4 responses to “Maximize Your Strengths”

  1. Robin_Dickinson says:

    Hi Scott,

    That’s another great topic. In business, my personal mission statement (sounds a bit ‘big company’) is to HELP THE STRONG SUCCEED.

    It’s a bold statement and completely embraces the notion of your ‘Maximize your strengths’ heading.

    By Help The Strong Succeed, I mean:

    Work with those who are ready to move – to act – to change;
    Work with leaders, people with purpose and passion (like you);
    Work with those who have a mission to help others..


    Work to strengthen your strengths, gifts and talents.

    I look forward to other people’s responses to your post.



    • Scott Gould says:


      Firstly thank you for all your contribution here. You have been for the last 3 weeks without fail the first person to comment, and always with a good addition to my thoughts. Thank you.

      As for your comment – awesome.

      HELP THE STRONG SUCCEED is exactly what I’m talking about even though I don’t realise it.

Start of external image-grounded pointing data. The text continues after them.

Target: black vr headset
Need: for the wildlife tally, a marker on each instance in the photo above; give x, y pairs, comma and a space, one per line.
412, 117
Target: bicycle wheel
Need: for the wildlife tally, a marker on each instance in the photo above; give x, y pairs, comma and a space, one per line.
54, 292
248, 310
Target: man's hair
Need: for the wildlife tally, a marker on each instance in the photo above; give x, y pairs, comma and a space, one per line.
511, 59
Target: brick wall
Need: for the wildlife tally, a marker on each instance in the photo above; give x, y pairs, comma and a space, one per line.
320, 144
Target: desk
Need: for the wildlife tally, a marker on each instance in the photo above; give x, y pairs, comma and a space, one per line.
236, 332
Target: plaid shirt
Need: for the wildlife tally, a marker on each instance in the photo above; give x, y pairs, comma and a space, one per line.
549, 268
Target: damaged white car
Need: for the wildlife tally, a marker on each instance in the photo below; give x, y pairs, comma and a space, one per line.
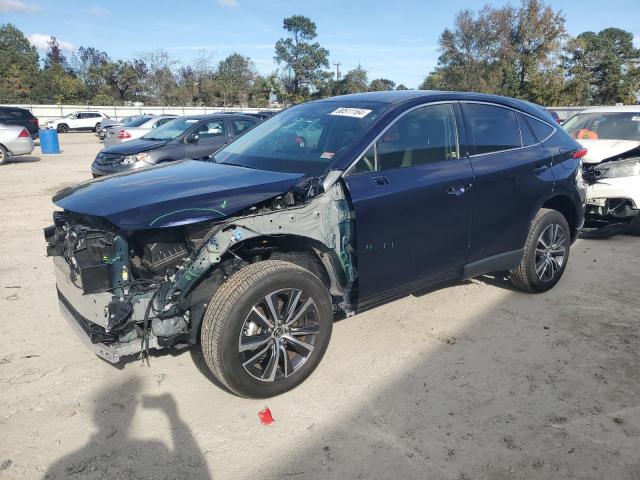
611, 136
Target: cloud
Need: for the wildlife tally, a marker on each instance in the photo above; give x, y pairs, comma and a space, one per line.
97, 11
41, 42
18, 6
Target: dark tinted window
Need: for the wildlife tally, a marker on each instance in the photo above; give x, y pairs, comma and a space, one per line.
211, 129
136, 122
525, 131
307, 138
240, 126
162, 121
493, 128
540, 129
425, 135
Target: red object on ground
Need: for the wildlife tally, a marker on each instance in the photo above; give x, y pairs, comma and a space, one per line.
265, 416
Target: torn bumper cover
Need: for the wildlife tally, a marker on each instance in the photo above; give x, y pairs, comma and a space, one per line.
613, 197
87, 315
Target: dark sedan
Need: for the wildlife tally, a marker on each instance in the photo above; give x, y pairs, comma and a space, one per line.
184, 137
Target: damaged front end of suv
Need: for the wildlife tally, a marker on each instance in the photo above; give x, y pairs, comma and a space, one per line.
139, 278
613, 194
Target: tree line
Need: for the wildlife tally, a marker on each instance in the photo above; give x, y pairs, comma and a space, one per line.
523, 52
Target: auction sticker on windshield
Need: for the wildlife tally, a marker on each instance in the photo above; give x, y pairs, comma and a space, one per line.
351, 112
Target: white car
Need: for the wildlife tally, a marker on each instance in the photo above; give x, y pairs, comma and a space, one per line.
77, 121
14, 140
136, 128
611, 136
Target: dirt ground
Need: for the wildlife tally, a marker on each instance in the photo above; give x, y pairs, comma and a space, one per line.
475, 381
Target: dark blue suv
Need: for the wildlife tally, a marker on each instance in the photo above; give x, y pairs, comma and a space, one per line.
331, 206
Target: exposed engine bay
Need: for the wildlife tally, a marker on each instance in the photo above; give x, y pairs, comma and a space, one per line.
131, 291
613, 192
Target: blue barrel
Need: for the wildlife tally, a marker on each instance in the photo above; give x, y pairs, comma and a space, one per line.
49, 141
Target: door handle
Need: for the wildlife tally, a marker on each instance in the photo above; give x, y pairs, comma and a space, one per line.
460, 190
381, 180
540, 169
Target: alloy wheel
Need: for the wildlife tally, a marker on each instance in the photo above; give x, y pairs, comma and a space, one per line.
278, 335
550, 252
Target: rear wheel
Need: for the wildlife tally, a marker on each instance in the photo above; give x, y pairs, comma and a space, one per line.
267, 328
546, 253
634, 227
4, 155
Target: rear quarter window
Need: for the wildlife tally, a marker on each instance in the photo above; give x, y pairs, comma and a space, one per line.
541, 130
493, 129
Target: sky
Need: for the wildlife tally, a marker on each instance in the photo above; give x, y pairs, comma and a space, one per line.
395, 39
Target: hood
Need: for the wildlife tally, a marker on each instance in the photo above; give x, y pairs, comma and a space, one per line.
173, 194
134, 146
599, 150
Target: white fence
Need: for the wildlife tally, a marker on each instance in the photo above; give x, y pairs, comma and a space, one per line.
566, 112
48, 112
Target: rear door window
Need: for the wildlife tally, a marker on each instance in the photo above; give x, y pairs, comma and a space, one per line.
422, 136
492, 128
161, 122
241, 126
540, 129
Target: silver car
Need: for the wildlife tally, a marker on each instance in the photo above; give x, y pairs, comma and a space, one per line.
134, 129
14, 140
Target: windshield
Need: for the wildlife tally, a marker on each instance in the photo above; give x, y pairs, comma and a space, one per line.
170, 130
307, 139
136, 122
604, 126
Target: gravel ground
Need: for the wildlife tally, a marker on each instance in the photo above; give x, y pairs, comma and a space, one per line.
475, 381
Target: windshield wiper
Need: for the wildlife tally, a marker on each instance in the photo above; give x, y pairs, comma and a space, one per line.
238, 165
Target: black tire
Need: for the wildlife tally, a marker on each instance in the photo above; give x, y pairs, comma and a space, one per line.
226, 317
526, 276
634, 226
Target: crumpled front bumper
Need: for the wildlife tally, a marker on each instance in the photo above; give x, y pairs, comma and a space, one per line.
85, 312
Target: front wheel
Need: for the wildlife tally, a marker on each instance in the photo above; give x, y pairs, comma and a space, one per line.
267, 328
634, 226
4, 155
546, 253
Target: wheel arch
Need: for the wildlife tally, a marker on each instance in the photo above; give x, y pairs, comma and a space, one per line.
303, 251
563, 204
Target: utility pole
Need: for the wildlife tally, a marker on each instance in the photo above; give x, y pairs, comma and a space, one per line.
337, 70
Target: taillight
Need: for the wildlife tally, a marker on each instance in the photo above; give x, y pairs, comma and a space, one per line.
580, 153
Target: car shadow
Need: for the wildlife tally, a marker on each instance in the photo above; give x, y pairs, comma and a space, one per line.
497, 279
24, 159
112, 451
493, 396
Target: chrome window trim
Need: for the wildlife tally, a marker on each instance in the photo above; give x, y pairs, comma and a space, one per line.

      An insight into my life – I’ve been working with some people, sowing my time into them, and they are not the strong. Your three values (which are excellent) are lacking. I’m learning that my time needs to be spent helping others who are 6/10 become an 8/10.

      Excellent stuff Robin, thank you!

  2. trishastewart says:

    Great blog and I am so much like you in tryng to get everything perfect and often end up not doing something at all rather than it not be perfect – I am quite a few years older than you and have not quite learned it PERFECTLY Ha… I agree with “doing what you do best” and paying someone else but that is not always possible – so – I would write down everything I HAVE achieved in a day and not give myself a beating for what I have NOT achieved – do not always do it, but if I am not feeling good about myself I reflect more so that I can do better the next day – we are learning all the time -hopefully !

  3. lionslinger says:

    In order to maximize yourself you have to look deep within. There’s something in everyone of us that’s preventing us from maximizing our true capacities. Evolve above your mind.


    The mind is an excellent servant but a terrible master.